• opc.three (11/26/2012)


    You make a lot of good points which is not surprising. I do not agree with many of them but as you correctly stated that's a reserved right of mine, and naturally that's a two way street. I maintain that synonyms and views can be useful tools in abstracting a schema from data consumers. They're just tools though, with properties that may or may not fit specific needs so choose them if they prove to be useful or leave them on the sidelines if they are not. There aren't security concerns with either (that I know of, still leaving that item open if you care to comment) so for me it's strictly a decision about whether their functionality is a good fit for a given requirement.

    Absolutely. They are tremendously useful in environments that you inherit that weren't set up with a proper DAL in the first place. At least they allow SOME positive refactoring without breaking legacy code that was designed for direct table access.

    Personally I prefer to drive all data consumers towards using stored procedures for all data access however I am not always successful. Sometimes for political reasons and sometimes for technical reasons. I have dealt with some customers where it simply was not possible, e.g. dealing with an ancient IVR system that was only capable of issuing ad hoc SQL via ODBC. Meanwhile a set of procs does not necessarily constitute a proper DAL for me. There are some things the data tier should not be asked to do that better belong in application code, e.g. certain applications of sorting, string concatenation, pagination, formatting, etc.

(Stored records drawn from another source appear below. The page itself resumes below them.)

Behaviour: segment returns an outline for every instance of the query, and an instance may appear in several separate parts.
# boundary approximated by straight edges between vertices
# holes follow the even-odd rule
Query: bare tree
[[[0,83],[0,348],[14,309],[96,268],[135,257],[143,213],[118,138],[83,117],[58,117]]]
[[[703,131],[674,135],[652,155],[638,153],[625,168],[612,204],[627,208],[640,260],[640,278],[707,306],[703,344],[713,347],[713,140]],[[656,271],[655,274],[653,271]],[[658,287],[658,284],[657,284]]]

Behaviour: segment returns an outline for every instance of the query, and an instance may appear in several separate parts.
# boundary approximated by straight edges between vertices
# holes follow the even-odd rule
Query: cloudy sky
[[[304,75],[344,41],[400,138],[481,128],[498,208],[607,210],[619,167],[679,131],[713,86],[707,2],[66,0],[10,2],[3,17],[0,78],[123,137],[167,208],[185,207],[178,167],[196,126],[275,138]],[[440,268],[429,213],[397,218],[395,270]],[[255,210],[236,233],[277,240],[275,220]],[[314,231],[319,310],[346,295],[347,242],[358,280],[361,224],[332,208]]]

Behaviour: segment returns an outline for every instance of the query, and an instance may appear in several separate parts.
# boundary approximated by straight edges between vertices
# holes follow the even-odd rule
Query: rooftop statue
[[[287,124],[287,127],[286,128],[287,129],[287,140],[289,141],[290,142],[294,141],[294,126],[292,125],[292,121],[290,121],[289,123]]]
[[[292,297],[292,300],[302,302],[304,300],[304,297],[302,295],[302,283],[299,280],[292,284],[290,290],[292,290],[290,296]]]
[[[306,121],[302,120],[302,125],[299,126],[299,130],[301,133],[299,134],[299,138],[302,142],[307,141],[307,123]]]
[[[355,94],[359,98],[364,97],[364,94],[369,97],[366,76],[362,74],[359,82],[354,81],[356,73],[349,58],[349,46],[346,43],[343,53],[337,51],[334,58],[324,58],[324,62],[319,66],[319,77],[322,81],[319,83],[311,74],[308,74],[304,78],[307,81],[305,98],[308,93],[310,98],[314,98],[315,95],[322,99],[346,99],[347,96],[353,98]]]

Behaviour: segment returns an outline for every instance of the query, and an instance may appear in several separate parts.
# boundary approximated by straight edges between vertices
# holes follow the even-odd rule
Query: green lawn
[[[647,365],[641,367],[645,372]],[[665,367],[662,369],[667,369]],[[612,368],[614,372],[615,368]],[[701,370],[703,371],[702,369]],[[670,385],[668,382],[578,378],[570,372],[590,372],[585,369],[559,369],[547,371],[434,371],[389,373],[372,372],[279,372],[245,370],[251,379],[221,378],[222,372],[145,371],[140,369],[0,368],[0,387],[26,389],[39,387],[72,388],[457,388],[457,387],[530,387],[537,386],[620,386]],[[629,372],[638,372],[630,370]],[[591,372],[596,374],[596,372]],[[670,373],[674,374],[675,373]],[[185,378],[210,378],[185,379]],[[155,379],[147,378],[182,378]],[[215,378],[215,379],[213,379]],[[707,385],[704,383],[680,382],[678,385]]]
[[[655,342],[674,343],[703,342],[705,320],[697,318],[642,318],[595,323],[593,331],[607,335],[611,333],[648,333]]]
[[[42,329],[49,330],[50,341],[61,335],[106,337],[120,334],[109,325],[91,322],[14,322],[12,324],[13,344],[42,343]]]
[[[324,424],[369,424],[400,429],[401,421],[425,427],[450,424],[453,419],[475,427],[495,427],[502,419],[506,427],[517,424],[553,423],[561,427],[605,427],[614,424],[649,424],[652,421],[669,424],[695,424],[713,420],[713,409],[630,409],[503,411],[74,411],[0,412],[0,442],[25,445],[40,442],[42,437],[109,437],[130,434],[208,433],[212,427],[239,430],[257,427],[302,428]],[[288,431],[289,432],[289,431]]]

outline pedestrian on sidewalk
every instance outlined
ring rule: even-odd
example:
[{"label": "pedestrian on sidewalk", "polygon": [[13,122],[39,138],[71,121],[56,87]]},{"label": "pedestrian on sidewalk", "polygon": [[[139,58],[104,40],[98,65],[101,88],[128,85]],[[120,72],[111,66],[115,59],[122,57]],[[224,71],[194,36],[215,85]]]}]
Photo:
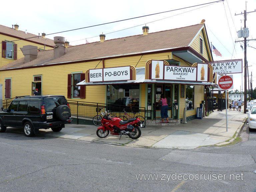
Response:
[{"label": "pedestrian on sidewalk", "polygon": [[233,108],[233,111],[235,111],[236,106],[235,106],[235,101],[234,100],[232,101],[232,107]]},{"label": "pedestrian on sidewalk", "polygon": [[241,111],[241,107],[242,107],[242,101],[240,100],[240,99],[238,100],[237,102],[237,104],[238,105],[238,110],[239,111]]},{"label": "pedestrian on sidewalk", "polygon": [[165,97],[164,94],[161,94],[160,96],[160,101],[162,101],[162,105],[161,106],[161,118],[162,118],[161,123],[165,123],[164,118],[166,118],[166,121],[165,123],[169,123],[169,119],[168,116],[168,104],[167,99]]}]

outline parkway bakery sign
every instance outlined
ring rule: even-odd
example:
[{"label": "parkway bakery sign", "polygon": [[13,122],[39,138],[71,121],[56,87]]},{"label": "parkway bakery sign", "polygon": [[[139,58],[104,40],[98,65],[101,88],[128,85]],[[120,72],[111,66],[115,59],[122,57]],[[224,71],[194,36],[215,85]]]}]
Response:
[{"label": "parkway bakery sign", "polygon": [[238,73],[243,72],[243,60],[242,59],[219,61],[207,63],[212,66],[213,73],[219,74]]},{"label": "parkway bakery sign", "polygon": [[169,65],[166,61],[150,60],[146,64],[147,79],[181,81],[212,81],[212,67],[205,63],[191,67]]}]

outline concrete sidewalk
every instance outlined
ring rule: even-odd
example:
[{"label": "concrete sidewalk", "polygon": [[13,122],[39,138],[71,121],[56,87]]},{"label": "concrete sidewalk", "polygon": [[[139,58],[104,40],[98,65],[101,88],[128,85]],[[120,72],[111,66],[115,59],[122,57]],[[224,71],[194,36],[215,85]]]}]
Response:
[{"label": "concrete sidewalk", "polygon": [[110,134],[105,138],[99,138],[96,135],[97,127],[84,125],[68,125],[57,132],[53,132],[50,129],[40,130],[39,134],[45,136],[130,146],[193,149],[200,146],[222,145],[231,142],[234,140],[232,138],[235,134],[240,130],[247,116],[242,111],[228,110],[227,132],[225,110],[222,112],[215,110],[208,117],[202,119],[189,121],[186,124],[163,126],[160,124],[156,126],[155,124],[147,124],[146,128],[141,129],[141,136],[136,140],[122,136],[119,140],[119,136]]}]

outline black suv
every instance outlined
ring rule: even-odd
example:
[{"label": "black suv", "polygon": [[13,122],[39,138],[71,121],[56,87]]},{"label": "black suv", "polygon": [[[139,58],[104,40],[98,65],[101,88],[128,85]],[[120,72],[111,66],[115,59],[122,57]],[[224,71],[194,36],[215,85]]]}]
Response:
[{"label": "black suv", "polygon": [[32,137],[39,129],[59,131],[72,121],[63,95],[16,97],[7,109],[0,112],[0,132],[4,132],[6,127],[23,128],[25,135]]}]

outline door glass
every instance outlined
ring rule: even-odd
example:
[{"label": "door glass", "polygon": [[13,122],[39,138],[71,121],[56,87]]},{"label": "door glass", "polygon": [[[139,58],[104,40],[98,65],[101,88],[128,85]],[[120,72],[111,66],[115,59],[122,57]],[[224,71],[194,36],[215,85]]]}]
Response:
[{"label": "door glass", "polygon": [[10,111],[17,111],[18,108],[18,101],[13,101],[9,106],[9,110]]},{"label": "door glass", "polygon": [[165,85],[165,97],[167,99],[168,106],[172,106],[172,86]]}]

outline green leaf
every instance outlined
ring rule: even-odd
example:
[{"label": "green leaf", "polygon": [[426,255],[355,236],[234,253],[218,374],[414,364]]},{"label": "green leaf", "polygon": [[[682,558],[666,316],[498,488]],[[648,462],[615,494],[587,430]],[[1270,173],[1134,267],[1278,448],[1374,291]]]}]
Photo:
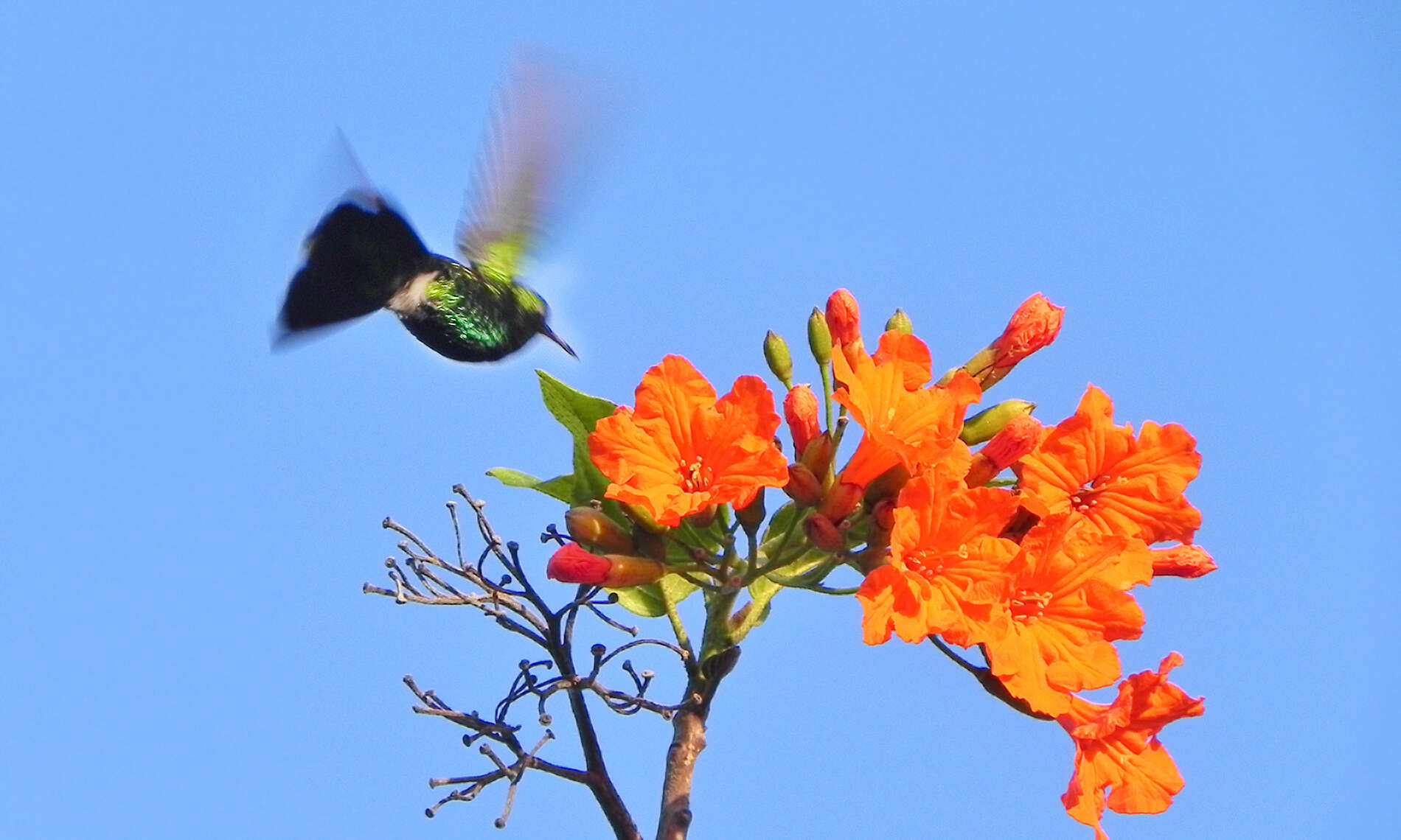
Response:
[{"label": "green leaf", "polygon": [[647,619],[656,619],[667,615],[667,602],[663,599],[663,588],[665,588],[665,598],[670,599],[671,603],[681,603],[699,587],[678,574],[668,574],[656,584],[647,584],[646,587],[628,587],[626,589],[608,591],[618,594],[618,605],[625,610]]},{"label": "green leaf", "polygon": [[518,469],[510,469],[509,466],[493,466],[486,470],[486,475],[492,476],[497,482],[506,484],[507,487],[528,487],[531,490],[539,484],[539,479],[530,473],[523,473]]},{"label": "green leaf", "polygon": [[509,469],[504,466],[496,466],[486,470],[486,475],[492,476],[497,482],[506,484],[507,487],[525,487],[527,490],[539,490],[545,496],[558,498],[565,504],[572,504],[574,497],[574,476],[555,476],[553,479],[541,480],[530,473],[523,473],[518,469]]},{"label": "green leaf", "polygon": [[590,500],[602,498],[609,482],[588,458],[588,435],[593,434],[594,426],[604,417],[612,416],[618,406],[576,391],[545,371],[535,371],[535,375],[539,377],[539,395],[545,400],[545,407],[574,440],[574,486],[567,501],[587,504]]}]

    We agree completely on this. Sometimes you get to design a system from the ground up and end up with exactly what you need. Most of the time, you don't.

    Regarding the non-technical aspect of this thread, you lost me in your initial post which included (in my opinion) several disparaging implications making use of the word 'ignorant' multiple times.

    Appologies for that. Wasn't meaning to say you are ignorant. No insult intended, sorry if it was implied.